Attenuation of senile pruritus by PAC-14028-mediated downregulation of the NF-κB and MAPK pathways.

Abstract

Objective: Senile pruritus is a specific type of itching that occurs in elderly persons. Previously, we assessed antagonism of the nonselective ligand-gated cation channel transient receptor potential vanilloid 1 (TRPV1; capsaicin receptor or vanilloid receptor 1) and attenuation of atopic dermatitis by the non-steroidal TRPV1 antagonist PAC-14028 in clinical studies. The findings led us to postulate that PAC-14028 may also reduce itching in elderly people by antagonizing the TRPV1 pathway. In this study, we evaluated whether PAC-14028 modulates inflammatory markers present in senile pruritus.

Materials and methods: HaCaT, RAW264.7, and differentiated THP-1 cells under itching-inducing conditions were treated with zymosan or IL-17A and variety of experimental approaches such as molecular modeling simulations, site-directed mutagenesis, overexpression strategies, confocal microscopy, mRNA analyses, and immunoprecipitation/Western blotting analyses were assessed to check changes in inflammatory markers and explore the underlying mechanisms of PAC-14028 activity.

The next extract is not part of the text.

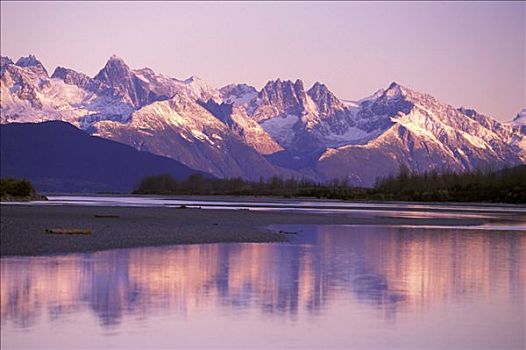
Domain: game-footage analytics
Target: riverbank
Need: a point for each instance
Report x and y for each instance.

Results: In the bioinformatic analyses, skin inflammation markers were found to be closely related to TRPV1, and the MAPK and NF-κB pathways were upregulated when TRPV1 was activated. In HaCaT cells, PAC-14028 was found to directly bind to TRPV1, inhibiting inflammatory cytokine gene expression and downstream MAPK and NF-κB signaling under various skin inflammatory conditions.

Conclusions: By combining the results of multiple assays, we were able to elucidate the molecular mechanism of PAC-14028 to TRPV1. Taken together, the findings indicate that PAC-14028 as a potential therapeutic agent for elderly people with pruritus.